St John of the Cross, a Carmelite mystic who lived in the 16th century in Spain, is known for his mystical poems. His famous “Spiritual Canticle” (written in 1678) opens with these lines:
Where have you hidden Yourself,
And abandoned me to my sorrow, O my Beloved!
You have fled like the hart,
Having wounded me.
I ran after you, crying; but you were gone.
As said earlier, Saint Mother Teresa of Calcutta seemed to have gone through this feeling of the absence of God for most of her life. Her letters and journal entries, published as a book entitled, Come Be My Light, express a darkness that Mother Teresa had to go through even as she was being the sign of the love of God for many people. In one undated entry she writes:
Lord, my God, who am I that you should forsake me? The Child of your Love – and now become as the most hated one – the one – You have thrown away as unwanted – unloved. I call, I cling, I want – and there is no One to answer – no One on Whom I can cling – no, No One. – Alone … Where is my Faith – even deep down right in there is nothing, but emptiness & darkness – My God – how painful is this unknown pain – I have no Faith – I dare not utter the words & thoughts that crowd in my heart & make me suffer untold agony.
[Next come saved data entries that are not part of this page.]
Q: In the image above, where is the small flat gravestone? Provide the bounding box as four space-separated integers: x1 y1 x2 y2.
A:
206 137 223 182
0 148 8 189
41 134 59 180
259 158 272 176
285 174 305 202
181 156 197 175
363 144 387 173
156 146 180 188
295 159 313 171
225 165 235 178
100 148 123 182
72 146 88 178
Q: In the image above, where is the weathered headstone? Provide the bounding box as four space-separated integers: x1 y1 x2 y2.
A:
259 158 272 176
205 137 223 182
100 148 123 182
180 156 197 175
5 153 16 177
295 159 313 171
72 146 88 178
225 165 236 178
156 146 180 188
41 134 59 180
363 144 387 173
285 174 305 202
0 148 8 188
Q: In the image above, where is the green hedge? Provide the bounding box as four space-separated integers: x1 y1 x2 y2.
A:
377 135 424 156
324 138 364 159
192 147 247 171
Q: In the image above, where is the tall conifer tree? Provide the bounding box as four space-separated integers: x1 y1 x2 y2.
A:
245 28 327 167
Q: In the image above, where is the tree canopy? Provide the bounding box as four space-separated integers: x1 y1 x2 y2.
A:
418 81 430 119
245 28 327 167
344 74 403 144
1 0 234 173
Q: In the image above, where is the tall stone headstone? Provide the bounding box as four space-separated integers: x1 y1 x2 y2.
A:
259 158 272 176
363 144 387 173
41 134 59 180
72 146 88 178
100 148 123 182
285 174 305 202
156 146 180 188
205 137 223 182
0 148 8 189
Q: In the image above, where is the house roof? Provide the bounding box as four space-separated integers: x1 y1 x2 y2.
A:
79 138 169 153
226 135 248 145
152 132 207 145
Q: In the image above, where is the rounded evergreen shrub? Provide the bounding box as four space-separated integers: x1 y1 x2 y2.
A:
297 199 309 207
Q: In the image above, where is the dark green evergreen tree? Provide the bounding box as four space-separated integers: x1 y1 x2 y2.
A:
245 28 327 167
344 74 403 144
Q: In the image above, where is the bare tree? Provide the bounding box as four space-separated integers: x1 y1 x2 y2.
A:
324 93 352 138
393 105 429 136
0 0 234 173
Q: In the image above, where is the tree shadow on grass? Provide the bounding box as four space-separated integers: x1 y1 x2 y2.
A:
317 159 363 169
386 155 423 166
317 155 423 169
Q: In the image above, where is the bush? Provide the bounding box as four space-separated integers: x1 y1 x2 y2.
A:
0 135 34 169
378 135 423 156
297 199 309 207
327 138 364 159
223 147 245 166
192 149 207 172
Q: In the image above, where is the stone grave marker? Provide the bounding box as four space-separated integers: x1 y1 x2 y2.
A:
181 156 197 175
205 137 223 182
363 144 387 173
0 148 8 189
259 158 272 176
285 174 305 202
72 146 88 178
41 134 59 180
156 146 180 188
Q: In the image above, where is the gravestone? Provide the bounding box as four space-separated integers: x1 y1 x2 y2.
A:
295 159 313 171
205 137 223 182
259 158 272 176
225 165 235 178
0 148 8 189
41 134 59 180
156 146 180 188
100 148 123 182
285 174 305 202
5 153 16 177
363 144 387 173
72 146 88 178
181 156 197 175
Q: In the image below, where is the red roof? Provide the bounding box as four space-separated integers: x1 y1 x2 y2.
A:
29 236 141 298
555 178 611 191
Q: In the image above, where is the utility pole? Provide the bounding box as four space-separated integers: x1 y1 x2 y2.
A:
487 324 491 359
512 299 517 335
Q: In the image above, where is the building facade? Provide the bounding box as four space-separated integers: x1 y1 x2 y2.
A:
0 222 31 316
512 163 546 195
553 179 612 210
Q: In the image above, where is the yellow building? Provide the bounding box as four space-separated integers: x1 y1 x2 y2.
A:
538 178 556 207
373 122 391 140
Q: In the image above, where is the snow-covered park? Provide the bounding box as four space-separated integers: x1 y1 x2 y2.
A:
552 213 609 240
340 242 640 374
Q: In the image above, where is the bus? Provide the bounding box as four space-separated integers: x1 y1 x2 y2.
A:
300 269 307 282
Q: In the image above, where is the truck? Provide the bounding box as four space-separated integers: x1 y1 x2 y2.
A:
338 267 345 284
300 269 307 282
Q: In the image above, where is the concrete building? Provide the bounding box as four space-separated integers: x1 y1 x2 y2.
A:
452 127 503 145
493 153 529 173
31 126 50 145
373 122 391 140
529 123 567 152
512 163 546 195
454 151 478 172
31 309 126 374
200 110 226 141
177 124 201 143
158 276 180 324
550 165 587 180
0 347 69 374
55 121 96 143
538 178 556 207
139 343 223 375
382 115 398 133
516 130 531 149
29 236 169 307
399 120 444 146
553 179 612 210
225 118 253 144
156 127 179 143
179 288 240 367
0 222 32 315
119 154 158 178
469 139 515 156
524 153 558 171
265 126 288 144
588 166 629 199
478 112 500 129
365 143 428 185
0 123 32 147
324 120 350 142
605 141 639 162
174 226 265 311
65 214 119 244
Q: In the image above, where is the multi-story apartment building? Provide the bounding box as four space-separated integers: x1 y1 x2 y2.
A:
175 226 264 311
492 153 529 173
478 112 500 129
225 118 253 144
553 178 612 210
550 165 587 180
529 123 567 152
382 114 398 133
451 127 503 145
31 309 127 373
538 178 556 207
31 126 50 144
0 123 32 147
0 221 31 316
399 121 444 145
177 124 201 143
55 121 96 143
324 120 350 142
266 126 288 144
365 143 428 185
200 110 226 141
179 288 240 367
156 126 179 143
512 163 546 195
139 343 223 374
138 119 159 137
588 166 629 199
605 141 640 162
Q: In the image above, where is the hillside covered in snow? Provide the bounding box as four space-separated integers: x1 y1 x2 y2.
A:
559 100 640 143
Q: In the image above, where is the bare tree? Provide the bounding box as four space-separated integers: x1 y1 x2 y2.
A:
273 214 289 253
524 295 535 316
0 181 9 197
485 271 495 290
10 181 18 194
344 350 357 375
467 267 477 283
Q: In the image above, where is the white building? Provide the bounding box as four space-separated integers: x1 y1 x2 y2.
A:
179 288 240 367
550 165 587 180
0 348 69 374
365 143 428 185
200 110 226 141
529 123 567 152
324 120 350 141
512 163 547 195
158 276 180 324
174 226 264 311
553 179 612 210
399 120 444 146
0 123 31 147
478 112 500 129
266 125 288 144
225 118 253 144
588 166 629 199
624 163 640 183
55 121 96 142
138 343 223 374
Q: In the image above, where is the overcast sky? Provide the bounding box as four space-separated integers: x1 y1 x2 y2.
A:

It was not my intention to create a negative mood this morning. But these are genuine human sentiments and we need to face them. On the other hand, just as it is said that, absence makes the heart grow fonder, our own experience of the absence of God/Jesus could mark the beginning of a deeper spiritual journey.
Therefore, I want to point out that we all go through these moments. When I go through these moments of the absence of God in Jesus, I try to ask myself the following questions:
(1) Am I looking for Jesus in the right place? In Mt 2: the Magi went looking for Jesus – the king who was born, in the palace of Herod. Human logic. They preferred to follow human logic rather than that ‘irrational’ star in the sky. Logic failed them. When the women went to the tomb on the Sunday morning after the Sabbath, the angels told them: why seek the living among the dead? Simple logic: that is where they had seen him last on the Friday evening. But Jesus was not there! Even in my life, perhaps Jesus is not there now, where I met him last. So…
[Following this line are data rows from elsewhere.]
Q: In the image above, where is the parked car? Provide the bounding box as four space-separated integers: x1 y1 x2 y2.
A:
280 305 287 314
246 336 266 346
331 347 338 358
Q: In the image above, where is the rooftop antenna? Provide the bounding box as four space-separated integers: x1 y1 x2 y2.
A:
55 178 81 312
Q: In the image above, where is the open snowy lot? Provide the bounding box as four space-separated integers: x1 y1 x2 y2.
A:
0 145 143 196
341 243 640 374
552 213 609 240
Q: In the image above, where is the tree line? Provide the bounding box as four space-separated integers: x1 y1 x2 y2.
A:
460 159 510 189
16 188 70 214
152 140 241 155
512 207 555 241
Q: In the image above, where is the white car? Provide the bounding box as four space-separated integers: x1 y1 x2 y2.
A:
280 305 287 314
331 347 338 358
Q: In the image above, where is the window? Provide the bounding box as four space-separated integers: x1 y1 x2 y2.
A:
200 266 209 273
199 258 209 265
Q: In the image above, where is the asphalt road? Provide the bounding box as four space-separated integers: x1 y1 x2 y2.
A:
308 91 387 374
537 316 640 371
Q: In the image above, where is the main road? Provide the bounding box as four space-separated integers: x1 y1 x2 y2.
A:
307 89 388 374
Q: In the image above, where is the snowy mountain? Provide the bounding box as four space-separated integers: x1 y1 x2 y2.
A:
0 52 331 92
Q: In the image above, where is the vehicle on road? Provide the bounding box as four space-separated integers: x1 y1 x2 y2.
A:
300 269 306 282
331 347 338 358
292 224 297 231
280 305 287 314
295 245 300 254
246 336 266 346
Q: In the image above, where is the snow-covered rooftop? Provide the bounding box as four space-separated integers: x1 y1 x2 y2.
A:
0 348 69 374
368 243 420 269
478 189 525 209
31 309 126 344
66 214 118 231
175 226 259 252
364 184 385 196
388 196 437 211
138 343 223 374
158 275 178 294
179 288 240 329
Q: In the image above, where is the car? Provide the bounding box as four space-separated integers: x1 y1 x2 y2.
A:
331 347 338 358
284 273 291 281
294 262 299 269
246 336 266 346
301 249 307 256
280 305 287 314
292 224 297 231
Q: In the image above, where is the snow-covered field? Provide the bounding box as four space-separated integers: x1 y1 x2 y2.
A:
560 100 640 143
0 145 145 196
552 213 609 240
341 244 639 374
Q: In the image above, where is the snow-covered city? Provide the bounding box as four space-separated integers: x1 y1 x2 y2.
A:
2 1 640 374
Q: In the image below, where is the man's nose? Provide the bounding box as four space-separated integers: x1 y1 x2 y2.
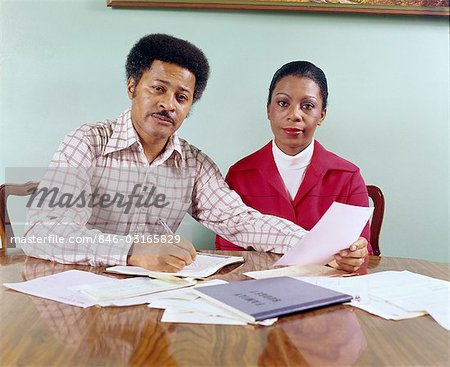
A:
159 93 176 111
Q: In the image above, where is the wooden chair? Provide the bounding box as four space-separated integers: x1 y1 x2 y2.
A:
366 185 385 256
0 182 39 248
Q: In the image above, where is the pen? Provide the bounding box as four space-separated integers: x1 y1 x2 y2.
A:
158 218 199 264
157 218 174 235
196 252 234 259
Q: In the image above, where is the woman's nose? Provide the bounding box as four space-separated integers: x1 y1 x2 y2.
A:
288 106 302 122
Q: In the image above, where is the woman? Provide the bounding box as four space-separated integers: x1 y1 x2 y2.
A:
216 61 371 270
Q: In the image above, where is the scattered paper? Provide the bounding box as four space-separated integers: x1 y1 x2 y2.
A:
96 285 200 307
148 279 278 326
3 270 117 308
275 202 373 266
244 264 347 279
294 270 450 330
74 277 196 302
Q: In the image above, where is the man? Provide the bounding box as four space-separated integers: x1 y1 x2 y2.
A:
23 34 367 272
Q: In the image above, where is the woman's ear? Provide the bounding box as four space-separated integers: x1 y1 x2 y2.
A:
266 103 271 120
318 108 327 126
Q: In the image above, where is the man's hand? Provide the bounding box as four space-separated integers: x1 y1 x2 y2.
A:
332 237 369 273
127 238 196 272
(2) Am I ready to be surprised by him? In the gospel today, Jesus says, I am going away so that the Holy Spirit could come. And he “will teach you everything” (Jn 14:26) While speaking to Nicodemus earlier in the Gospel of John (3:7-8), Jesus invites him to give the Holy Spirit his space: “The wind blows where it pleases; you can hear its sound, but you cannot tell where it comes from or where it is going. So it is with everyone who is born of the Spirit.”
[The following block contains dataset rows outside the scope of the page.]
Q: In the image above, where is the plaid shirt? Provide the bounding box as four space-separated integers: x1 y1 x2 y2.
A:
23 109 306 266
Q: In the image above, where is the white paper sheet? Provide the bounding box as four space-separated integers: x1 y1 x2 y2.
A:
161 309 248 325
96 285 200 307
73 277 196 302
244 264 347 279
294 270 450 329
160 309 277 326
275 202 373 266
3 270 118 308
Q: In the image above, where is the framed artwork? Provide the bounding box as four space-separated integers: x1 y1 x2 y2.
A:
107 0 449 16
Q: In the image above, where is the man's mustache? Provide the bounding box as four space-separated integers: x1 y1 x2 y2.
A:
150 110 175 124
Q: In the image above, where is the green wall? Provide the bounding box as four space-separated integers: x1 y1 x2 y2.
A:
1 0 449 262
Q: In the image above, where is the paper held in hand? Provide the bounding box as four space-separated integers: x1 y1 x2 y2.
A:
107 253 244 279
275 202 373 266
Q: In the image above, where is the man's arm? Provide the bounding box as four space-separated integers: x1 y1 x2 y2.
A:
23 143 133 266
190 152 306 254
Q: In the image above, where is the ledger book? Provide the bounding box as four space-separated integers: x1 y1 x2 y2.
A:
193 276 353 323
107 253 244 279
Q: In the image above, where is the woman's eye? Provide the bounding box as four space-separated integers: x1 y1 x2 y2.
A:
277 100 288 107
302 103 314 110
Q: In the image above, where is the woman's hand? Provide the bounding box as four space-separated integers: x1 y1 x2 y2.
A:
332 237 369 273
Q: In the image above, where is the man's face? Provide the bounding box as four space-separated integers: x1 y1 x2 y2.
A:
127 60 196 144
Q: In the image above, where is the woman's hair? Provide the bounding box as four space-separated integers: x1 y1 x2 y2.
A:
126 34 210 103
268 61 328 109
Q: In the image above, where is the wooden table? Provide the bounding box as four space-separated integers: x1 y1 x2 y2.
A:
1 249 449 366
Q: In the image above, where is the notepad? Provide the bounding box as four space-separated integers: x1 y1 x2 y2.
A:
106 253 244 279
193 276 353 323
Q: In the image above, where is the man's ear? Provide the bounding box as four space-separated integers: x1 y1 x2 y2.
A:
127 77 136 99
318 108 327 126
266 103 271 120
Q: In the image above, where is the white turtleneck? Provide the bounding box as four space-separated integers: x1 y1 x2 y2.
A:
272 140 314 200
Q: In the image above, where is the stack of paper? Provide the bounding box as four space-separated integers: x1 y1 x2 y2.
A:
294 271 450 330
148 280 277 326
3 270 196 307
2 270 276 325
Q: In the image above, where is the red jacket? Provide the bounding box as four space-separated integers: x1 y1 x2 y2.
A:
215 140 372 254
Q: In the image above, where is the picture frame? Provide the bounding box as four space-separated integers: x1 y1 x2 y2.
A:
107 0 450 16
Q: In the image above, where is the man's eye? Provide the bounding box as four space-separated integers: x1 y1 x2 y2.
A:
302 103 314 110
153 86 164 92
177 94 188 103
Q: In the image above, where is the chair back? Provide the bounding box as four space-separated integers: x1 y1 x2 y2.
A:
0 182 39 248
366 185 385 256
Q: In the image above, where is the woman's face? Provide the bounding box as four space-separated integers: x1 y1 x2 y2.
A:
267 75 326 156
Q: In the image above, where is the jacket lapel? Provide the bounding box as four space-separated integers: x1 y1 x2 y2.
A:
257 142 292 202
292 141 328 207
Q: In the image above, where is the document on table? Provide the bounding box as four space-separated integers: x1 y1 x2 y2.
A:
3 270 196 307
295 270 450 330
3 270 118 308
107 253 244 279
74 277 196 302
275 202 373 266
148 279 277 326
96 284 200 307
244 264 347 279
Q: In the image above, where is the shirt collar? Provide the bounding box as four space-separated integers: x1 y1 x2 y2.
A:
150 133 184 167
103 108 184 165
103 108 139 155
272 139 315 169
(3) Therefore, am I humble enough to accept that praying is my effort but what will happen during prayer is the Grace of God?
From my own little experience, I can only say that these moments of emptiness, darkness, questioning are very fecund moments. It is like the seed waiting under the soil for its opportune moment to sprout. It is like the night before creation. It is like the nine months of being in the womb – there is a lot of work in progress. So I want to prayerfully assure my friend, JD: Wait for the birth. Wait for the arrival of the New Jerusalem (see the 2nd reading of today). The outcome will be inner peace: “Peace I give you. My own peace I give you, a peace that the world cannot give, this is my gift to you” (Jn 14:27).